The Multi Commodity Exchange (MCX) on December 28 launched four futures contracts on natural rubber. Contracts expiring in January 2021, February 2021, March 2021 and April 2021 are available for trading now.
Contract specification
The tick size is ₹1 and the lot size of each contract is 1 MT (metric tonne); the price quoted will be per 100 kg, exclusive of charges like warehouse rates, GST etc. The contract will be available for trading on weekdays between 9:00AM and 5:00PM.
On the first day of trade, the January futures contract opened at ₹16,000 per 100 kg, which declined over the week and closed on ₹15,300 on Friday. Trading volume has not been great and the bid-ask spread seems to be higher. There has not been a single trade yet in March and April series. However, these features are not uncommon for newly launched futures.
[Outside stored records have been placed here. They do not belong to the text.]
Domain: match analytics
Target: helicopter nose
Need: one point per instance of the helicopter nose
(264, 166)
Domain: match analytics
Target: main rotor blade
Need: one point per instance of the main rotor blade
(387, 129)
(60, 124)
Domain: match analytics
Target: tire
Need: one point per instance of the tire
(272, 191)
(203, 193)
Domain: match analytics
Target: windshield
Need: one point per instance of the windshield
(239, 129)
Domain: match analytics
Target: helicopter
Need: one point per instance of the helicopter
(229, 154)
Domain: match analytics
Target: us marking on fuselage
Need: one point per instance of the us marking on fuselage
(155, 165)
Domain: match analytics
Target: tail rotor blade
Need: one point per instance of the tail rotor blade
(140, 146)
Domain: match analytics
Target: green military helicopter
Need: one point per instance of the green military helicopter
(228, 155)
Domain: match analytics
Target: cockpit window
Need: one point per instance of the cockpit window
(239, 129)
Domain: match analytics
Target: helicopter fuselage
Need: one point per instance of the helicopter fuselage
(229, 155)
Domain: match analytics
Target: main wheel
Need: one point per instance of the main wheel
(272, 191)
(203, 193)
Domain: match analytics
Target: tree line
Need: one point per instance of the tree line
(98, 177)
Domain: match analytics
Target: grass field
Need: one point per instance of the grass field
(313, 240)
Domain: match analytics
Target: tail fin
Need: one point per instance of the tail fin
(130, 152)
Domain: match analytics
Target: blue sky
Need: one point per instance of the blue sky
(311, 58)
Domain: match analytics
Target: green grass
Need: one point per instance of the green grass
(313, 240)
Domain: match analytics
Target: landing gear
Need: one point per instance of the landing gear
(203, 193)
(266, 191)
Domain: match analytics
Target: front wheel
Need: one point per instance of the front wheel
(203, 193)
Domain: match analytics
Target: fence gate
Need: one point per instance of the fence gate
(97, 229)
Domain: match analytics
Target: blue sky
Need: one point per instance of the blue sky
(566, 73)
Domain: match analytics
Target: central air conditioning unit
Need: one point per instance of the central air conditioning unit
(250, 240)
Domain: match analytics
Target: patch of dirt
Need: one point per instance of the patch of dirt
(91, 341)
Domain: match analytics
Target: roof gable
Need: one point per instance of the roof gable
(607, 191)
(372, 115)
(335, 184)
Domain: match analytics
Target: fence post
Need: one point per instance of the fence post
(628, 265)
Taking the latest price, the value of one lot of futures contract will be ₹1.53 lakh (price per kg multiplied by lot size, i.e., ₹153 multiplied by 1 MT). According to MCX, minimum initial margin requirement to buy or sell one lot of futures will be 10 per cent, translating to ₹15,300 here. Note that it can be higher. The expiry will be the last business day of the month and importantly, these contract are compulsory delivery contracts.
From the perspective of traders, they can wait for a few months before transacting in rubber futures considering the lower liquidity and higher spread during initial stages.